Curtis and Davis, architects. Progressive Architecture First Design Award 1959. photo: Francine Stock
The School Facilities Master Plan of Orleans Parish has ignored and consistently threatened to eradicate important mid-century modern public schools from New Orleans’s historic neighborhoods. From the outset, DOCOMOMO US/Louisiana identified the George Washington Carver Junior-Senior High School as one of the most architecturally significant buildings of its generation.
In the early 1950s, the nationally recognized New Orleans-based architectural firm of Curtis and Davis won a design competition, and responded by creating an elegant school complex. The most compelling structure is a dramatic cast in place concrete auditorium building.

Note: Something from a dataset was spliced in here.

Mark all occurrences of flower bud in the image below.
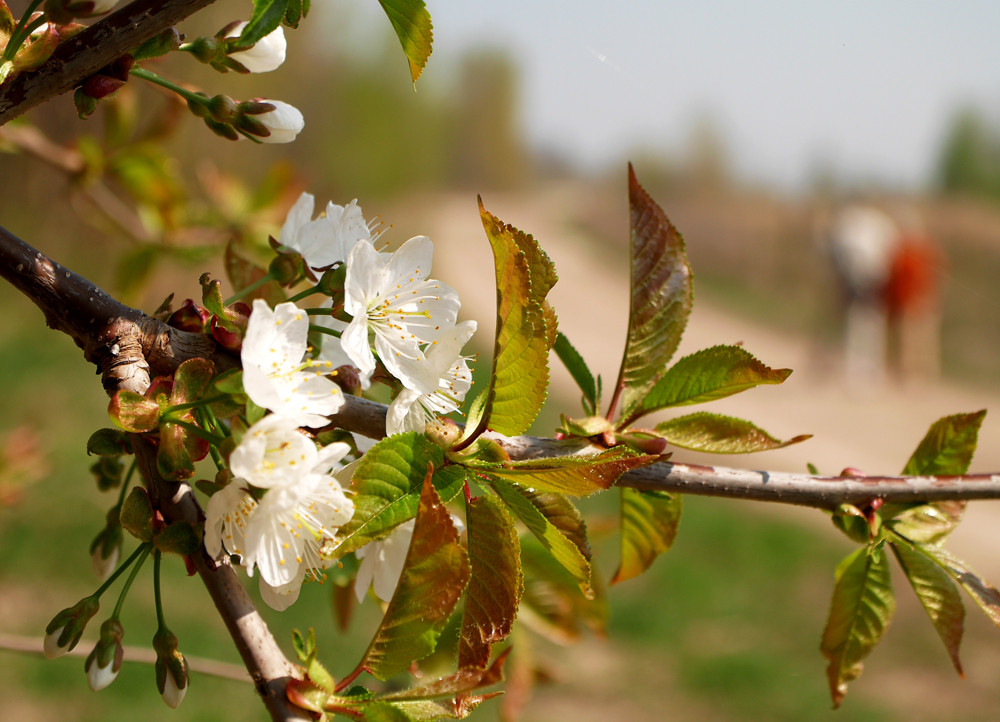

The monumental structure utilized parabolic concrete hinged arches that extend beyond the building and rest on hinged concrete buttresses, creating a modern stoa that shelters one from rain and sun. The Federal Emergency Management Agency assessed the building's innovative auditorium as eligible for the National Register, thereby triggering the National Historic Preservation Act’s Section 106 Process.
DOCOMOMO US/Louisiana, in an effort to save the building, has agreed to participate as a Consulting Party in the Section 106 Process. DOCOMOMO US/Louisiana advocates for the adaptive reuse of George Washington Carver’s auditorium space: allow its inspiring vaulted space to continue its function as a gathering space for new generations of Ninth Ward students.